Good Tony, I shall expect you late :wink:

Don't they say "better late than never" ? :roll: :lol: :lol:


----------



## p7 TTj (Feb 14, 2008)

Whats the latest on this now?

I take it none of us NW tt'ers have heard anymore from Les on this subject. I think we all were hoping he would step up to the mantle and take the job, but as he resigned some days ago from the TTOC and we havent heard anything im guessing unfortunately he hasnt had a change of heart.

So as Tony says, we will look like numpties if no one else applies!

So anyone interested (i wouldnt have the time to committ to it with running my business in this recession and having a 3 year old as well!).

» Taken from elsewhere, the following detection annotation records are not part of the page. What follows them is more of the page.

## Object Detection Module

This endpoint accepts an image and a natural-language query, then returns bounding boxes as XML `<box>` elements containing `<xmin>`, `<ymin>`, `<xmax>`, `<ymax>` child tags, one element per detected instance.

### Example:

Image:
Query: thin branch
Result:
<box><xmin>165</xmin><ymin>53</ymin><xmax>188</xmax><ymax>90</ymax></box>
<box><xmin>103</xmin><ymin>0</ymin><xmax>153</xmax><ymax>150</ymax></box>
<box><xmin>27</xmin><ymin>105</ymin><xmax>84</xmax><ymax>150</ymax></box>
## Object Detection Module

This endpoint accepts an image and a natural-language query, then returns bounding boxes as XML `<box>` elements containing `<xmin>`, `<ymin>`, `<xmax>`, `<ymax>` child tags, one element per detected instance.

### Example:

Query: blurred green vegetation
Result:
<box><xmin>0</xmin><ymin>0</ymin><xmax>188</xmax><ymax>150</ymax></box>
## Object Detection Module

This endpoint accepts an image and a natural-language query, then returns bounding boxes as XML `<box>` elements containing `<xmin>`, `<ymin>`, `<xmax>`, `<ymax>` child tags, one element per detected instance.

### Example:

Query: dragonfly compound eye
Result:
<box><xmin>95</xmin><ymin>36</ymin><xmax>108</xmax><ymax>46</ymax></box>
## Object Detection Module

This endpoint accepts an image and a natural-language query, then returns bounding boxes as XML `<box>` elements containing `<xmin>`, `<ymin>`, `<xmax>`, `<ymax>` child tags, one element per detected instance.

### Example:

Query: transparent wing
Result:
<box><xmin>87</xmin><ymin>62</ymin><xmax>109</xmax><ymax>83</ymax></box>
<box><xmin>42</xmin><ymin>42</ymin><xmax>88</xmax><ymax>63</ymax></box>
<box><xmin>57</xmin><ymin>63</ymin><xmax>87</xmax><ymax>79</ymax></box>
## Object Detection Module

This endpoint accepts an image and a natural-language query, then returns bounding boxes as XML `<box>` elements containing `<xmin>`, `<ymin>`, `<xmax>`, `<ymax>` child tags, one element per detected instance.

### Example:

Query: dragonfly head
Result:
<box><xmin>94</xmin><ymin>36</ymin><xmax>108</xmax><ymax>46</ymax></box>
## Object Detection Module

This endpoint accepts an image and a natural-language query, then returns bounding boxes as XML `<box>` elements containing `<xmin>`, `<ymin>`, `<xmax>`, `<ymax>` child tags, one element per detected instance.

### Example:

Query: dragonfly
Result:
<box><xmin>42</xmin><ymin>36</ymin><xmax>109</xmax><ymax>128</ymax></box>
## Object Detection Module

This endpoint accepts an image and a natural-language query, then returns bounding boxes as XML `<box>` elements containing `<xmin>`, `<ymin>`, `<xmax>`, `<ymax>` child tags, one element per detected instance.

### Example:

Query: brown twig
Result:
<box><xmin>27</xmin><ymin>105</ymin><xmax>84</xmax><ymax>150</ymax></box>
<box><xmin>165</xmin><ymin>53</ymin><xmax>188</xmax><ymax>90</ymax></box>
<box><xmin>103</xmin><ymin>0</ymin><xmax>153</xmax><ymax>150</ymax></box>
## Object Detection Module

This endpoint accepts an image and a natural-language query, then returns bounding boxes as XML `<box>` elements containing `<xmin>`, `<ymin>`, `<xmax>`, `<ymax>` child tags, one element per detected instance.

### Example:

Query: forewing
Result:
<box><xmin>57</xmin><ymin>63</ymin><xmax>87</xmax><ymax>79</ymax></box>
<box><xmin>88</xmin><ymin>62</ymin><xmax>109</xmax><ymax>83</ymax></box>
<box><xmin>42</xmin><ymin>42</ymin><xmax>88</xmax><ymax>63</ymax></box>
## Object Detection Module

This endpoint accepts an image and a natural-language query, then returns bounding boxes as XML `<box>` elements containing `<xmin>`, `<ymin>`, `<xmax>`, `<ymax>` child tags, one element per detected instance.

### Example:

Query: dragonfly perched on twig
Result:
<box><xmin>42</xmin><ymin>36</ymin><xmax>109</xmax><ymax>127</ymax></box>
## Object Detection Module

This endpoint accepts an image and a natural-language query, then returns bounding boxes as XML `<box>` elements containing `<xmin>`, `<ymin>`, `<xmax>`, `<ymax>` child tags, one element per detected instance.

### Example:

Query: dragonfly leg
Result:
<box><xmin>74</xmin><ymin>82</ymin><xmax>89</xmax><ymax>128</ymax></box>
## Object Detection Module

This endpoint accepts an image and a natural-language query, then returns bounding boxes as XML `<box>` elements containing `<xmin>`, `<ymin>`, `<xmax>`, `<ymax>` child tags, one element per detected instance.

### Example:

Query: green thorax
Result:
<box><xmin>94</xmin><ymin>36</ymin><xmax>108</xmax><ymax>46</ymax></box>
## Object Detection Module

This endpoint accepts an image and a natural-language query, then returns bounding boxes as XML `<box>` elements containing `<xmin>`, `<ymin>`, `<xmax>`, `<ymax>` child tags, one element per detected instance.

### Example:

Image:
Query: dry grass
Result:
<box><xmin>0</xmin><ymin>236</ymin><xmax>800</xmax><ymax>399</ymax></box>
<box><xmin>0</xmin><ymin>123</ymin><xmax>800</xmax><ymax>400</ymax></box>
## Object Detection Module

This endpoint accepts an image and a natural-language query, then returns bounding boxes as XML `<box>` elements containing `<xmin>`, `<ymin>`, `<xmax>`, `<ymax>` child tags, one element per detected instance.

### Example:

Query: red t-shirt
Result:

Possible candidate's that I can see involve Mattb, Tony, Mark Hogan, Mark Davies or Big Syd?


----------



## Mark Davies (Apr 10, 2007)

I've been in correspondence with Les and no doubt so have others. I'm hopeful that he will be taking the post. If he doesn't then I'd be prepared to do it though I'd have to say I'd not be as well placed to do it justice as Les is. I'm sure he'll pull through for us.


----------



## p7 TTj (Feb 14, 2008)

Fingers crossed Mark.

The last PM's i had off Les, was he wasnt in the mood to change his mind........hopefully he might though.

If not im sure you will make a very good NW rep.


----------



## A3DFU (May 7, 2002)

p7 TTj said:


> Whats the latest on this now?
> 
> I take it none of us NW tt'ers have heard anymore from Les on this subject.


Just give Les a little time. He needs to work through a number of private issues atm 8)


----------



## bigsyd (Jul 9, 2008)

> plus spend another £600 while i was at awesome on friday


 NO NO NO NO NO just when i thought it was safe...tell me more tony 8)


----------



## YELLOW_TT (Feb 25, 2004)

bigsyd said:


> > plus spend another £600 while i was at awesome on friday
> 
> 
> NO NO NO NO NO just when i thought it was safe...tell me more tony 8)


Have to say Awesome are evil people they will be taking another lump or cash off me in the new year :wink: :lol:


----------



## Redscouse (Sep 30, 2008)

YELLOW_TT said:


> bigsyd said:
> 
> 
> > > plus spend another £600 while i was at awesome on friday
> ...


Aye, i spent £300 there today, and it wasnt even for my car!!!!!


----------



## tony_rigby_uk (Nov 27, 2008)

bigsyd said:


> > plus spend another £600 while i was at awesome on friday
> 
> 
> NO NO NO NO NO just when i thought it was safe...tell me more tony 8)


It's a secret :lol: :wink: :wink:


----------



## bigsyd (Jul 9, 2008)

:wink: [smiley=dude.gif]


----------



## tony_rigby_uk (Nov 27, 2008)

bigsyd said:


> :wink: [smiley=dude.gif]


 i'm assuming your wink and dude, means you've read your pm :roll: :wink: don't get too giddy syd [smiley=dude.gif] [smiley=pimp2.gif]


----------